Congress set to vote on unemployment benefits


California's employment development offices are still packed during this recession with people looking for work online, in job binders, flyers, anywhere.

Juan Castro is one of the state's 400,000 long-term unemployed. His unemployment checks stopped more than a month ago because Congress failed to renew another extension of benefits. It would have been his fourth extension.

"I'm pleading to Democrats as well as Republicans," he says. "You guys need to come together and America needs you right now."

On Tuesday, a crucial vote is expected in the Senate, where they will try for a fourth time to extend unemployment benefits. President Obama urged passage, especially harping on Republicans who have concerns about the $34 billion price tag.

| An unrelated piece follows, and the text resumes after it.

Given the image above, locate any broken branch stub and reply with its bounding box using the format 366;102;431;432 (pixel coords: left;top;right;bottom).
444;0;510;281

"We've got a responsibility to help them make ends meet and support their families, even as they're looking for another job," he said.

If sworn in on time, a new West Virginia Senator is expected to give Democrats the votes needed to overcome a Republican-led filibuster. Still, until passage happens, Californians are anxious.

"In a couple of weeks, my mortgage is due and I've got to come up with the money for my mortgage in a couple of weeks," says Michele Baird, also long-term unemployed.

While the latest Congressional action could help the jobless move from one extension tier to the next, another 150,000 Californians will not benefit because they have exhausted all five extensions, 99 weeks.

"Once you've come up at the end of those 99 weeks, or close to that, there's nothing further for anyone," says Loree Levy with the California Employment Development Department.

The state's economy could be struggling even more as fewer checks are spent. California had been paying out $90 million a day in benefits. Without the extensions, it is down to about $65 million a day.